0

I am trying to read a file representing a numeric matrix with 4.5e5 rows and 2e3 columns. First line is the header with ncol+1 words, while each row begins with a row name. In txt format it is around 17G in size. I tried using:

read.table(fname, header=TRUE)

but the operation ate all 64G of RAM available. I assume it loaded it in a wrong structure.

Usually people discuss speed, is there a way to import it so it fits properly? Performance is not a primary issue.

EDIT: I managed to read it with read.table:

colclasses = c("character",rep("numeric",2000))
betas = read.table(beta_fname, header=TRUE, colClasses=colclasses, row.names=1)

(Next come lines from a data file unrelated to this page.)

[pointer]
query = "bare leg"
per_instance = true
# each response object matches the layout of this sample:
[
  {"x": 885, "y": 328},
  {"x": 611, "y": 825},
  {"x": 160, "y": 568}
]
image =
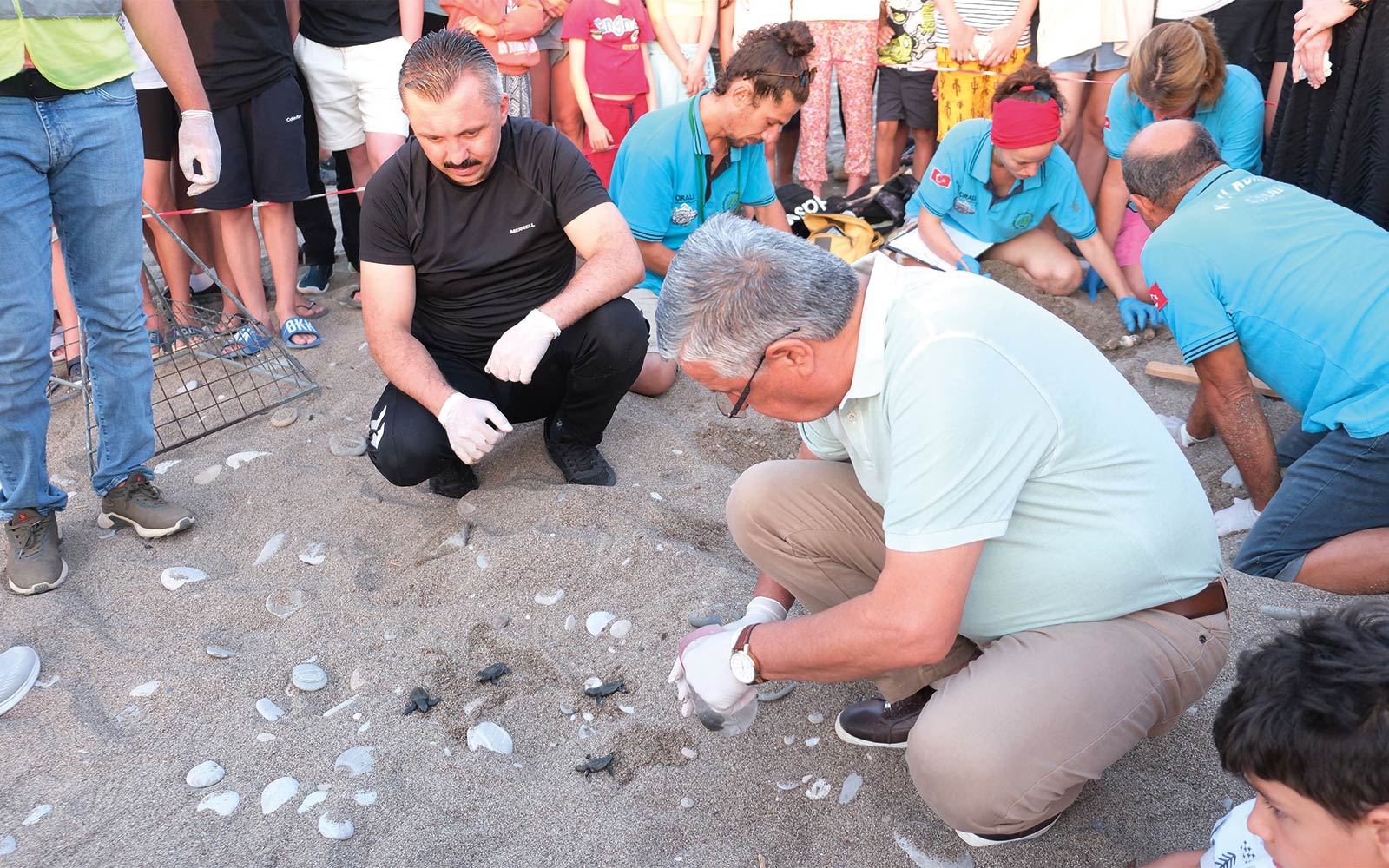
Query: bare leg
[
  {"x": 1042, "y": 259},
  {"x": 657, "y": 375},
  {"x": 1352, "y": 564}
]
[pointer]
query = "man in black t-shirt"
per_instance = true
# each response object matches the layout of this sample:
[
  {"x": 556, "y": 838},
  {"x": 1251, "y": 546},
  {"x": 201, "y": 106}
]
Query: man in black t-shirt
[
  {"x": 242, "y": 49},
  {"x": 470, "y": 296}
]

But documentation still recommends "scan" for memory usage. What would be the "scan" alternative?

Cindy Almighty
  • 903
  • 8
  • 20
  • this is likely a duplicate of https://stackoverflow.com/questions/1727772/quickly-reading-very-large-tables-as-dataframes or answer can be found there – Sirius Mar 22 '21 at 17:53

1 Answers1

0

There are several things you might try. Google about reading large files and they might point you to using 'fread' in data.table. You can also try 'read_delim_chunked' that might help. Also break the file into smaller pieces, read each one in, write out an RDS file. When complete you might be able to read in the RDS files and combine using less space.